Unutma Beni Çiçekleri

4K 317 103
                                    

Kutay kabusu eve tembelce adımlarken onun cılız kumrallarına,günlerdir traş bile edilmemiş kirli sakallarına bakındı nefretle. Onun tıpatıp bir kopyası olmak,unutma beni çiçekleri gibi tanrıya yakarmasına neden oluyordu.

Ama gözleri tıpkı arkasına bakmadan ayyaşı ve ayyaşın tohumunu terk edip kaçan doğurgan bir dişininki gibiydi.
Kara bir lacivert. Ruhundaki çirkin karanlığı bırakıp gitmişti miras olarak ayyaşa.
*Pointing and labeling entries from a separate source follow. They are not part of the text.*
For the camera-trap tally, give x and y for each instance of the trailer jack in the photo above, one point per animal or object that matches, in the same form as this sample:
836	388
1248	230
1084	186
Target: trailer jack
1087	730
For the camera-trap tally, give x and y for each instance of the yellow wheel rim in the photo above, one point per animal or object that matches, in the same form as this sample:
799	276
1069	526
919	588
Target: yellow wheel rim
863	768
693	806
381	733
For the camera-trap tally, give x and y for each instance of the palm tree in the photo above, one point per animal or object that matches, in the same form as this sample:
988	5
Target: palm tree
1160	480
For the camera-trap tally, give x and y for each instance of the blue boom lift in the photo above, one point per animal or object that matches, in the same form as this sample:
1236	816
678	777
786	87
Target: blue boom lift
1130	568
"Napıyon defter kağıt? Adam mı olmaya karar verdin. Okuyarak olunmuyor." dedi adam tembelce koltuklara yayılırken.

Asım Efendi,mahlası Ayyaş.

Kutay bomboş gözlerle buram buram alkol kokan bedenin koltukta yayılışını izlerken omuz silkti.
"Okul etkinliği,tiyatro için bir şeyler." diye mırıldandı odasının kapısına doğru adımlarını yöneltirken.

"Tiyatro mu?"dedi adam çirkin kahkahasını Kutay'a dikerken.
"Karı kız işine dadanma,erkek ol biraz."dedi dudakları çizgi haline gelirken kumandaya uzandı tembelce.
"Makyaj falan da yaptılar mı bari?"

"Nerdeysen neden orada kalmadın?"dedi Kutay yumruklarını avucuna bastırıp tırnaklarıyla etini delip geçti.

"Haftasonunu oğlumla geçireyim dedim. Sana barınacak çatı veren,yemini suyunu paranı veren adam olarak hakkım dimi?" dedi gözünün içindeki ak sarı renge dönüşmüş,alkol ve sigaradan çökmüş birer harabe olan adam.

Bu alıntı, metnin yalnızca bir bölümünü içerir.